Como você se imagina daqui a 10 anos?
Quero que quando a galera olhar para mim – um pretão rico, bem sucedido naquilo que eu fiz –, enxergue a construção. O que eu estou fazendo não é só para ser uma lenda nos livros, não quero ser uma história a ser contada, quero viver os louros do sucesso, da fama e do progresso. Quero que a galera enxergue daqui a cinco anos a potência, que eu sei que eu tenho, e que me deixa ansioso. Eu li isso em um provérbio budista que diz: “preocupação e ansiedade é a vontade que você tem de mostrar para as pessoas o que eles vão ver daqui a alguns anos”. Eu já estou lá, já vivo esse lugar, já estou nesse lugar. Agora tenho que esperar esse tempo chegar ou levar as pessoas até ele.
Pra encerrar, sempre tem gente nova chegando pra escutar seu trabalho, né, mano? O que você gostaria de dizer pra eles?

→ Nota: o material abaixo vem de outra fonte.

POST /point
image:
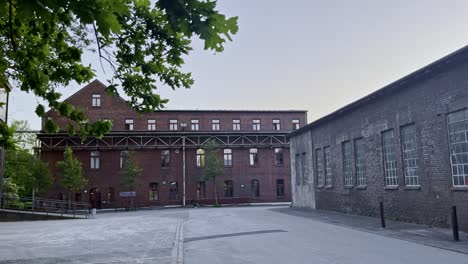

Escutem só eu! [risos] Porque provavelmente vou cair no ouvido das pessoas por causa de alguma playlist. Existem poucas playlists sendo fiéis ao meu trabalho. Há poucos lugares em que estou inserido, onde a galera consegue ver o que estou apresentando. Então, às vezes, é mais rentável apresentar meu som para pessoas fora do Brasil do que para pessoas aqui. Quando a galera pergunta “você faz o quê?”, eu digo que faço rap. Vejo os rappers que estão na mesma prateleira que eu e, porra, não tem nada a ver comigo. Ah, então eu caio no lugar da Música Popular Brasileira? Mas também não tem nada a ver comigo, tá ligado? Por isso, peço que tenham um pouco de paciência e um pouco de calma. Eu sei que você gostou, mas não tenta comparar com outra coisa, porque não vai encontrar. Escuta como se estivesse aproveitando… Estou aqui, enquanto converso com você, olhando para o A Love Supreme (1965) do Coltrane, que está aqui na minha frente. Escuta meu trabalho como se estivesse escutando o A Love Supreme do Coltrane, entendeu? Ou escuta A Love Supreme antes e depois o meu som, ou escuta meu som e depois o A Love Supreme do Coltrane [risos].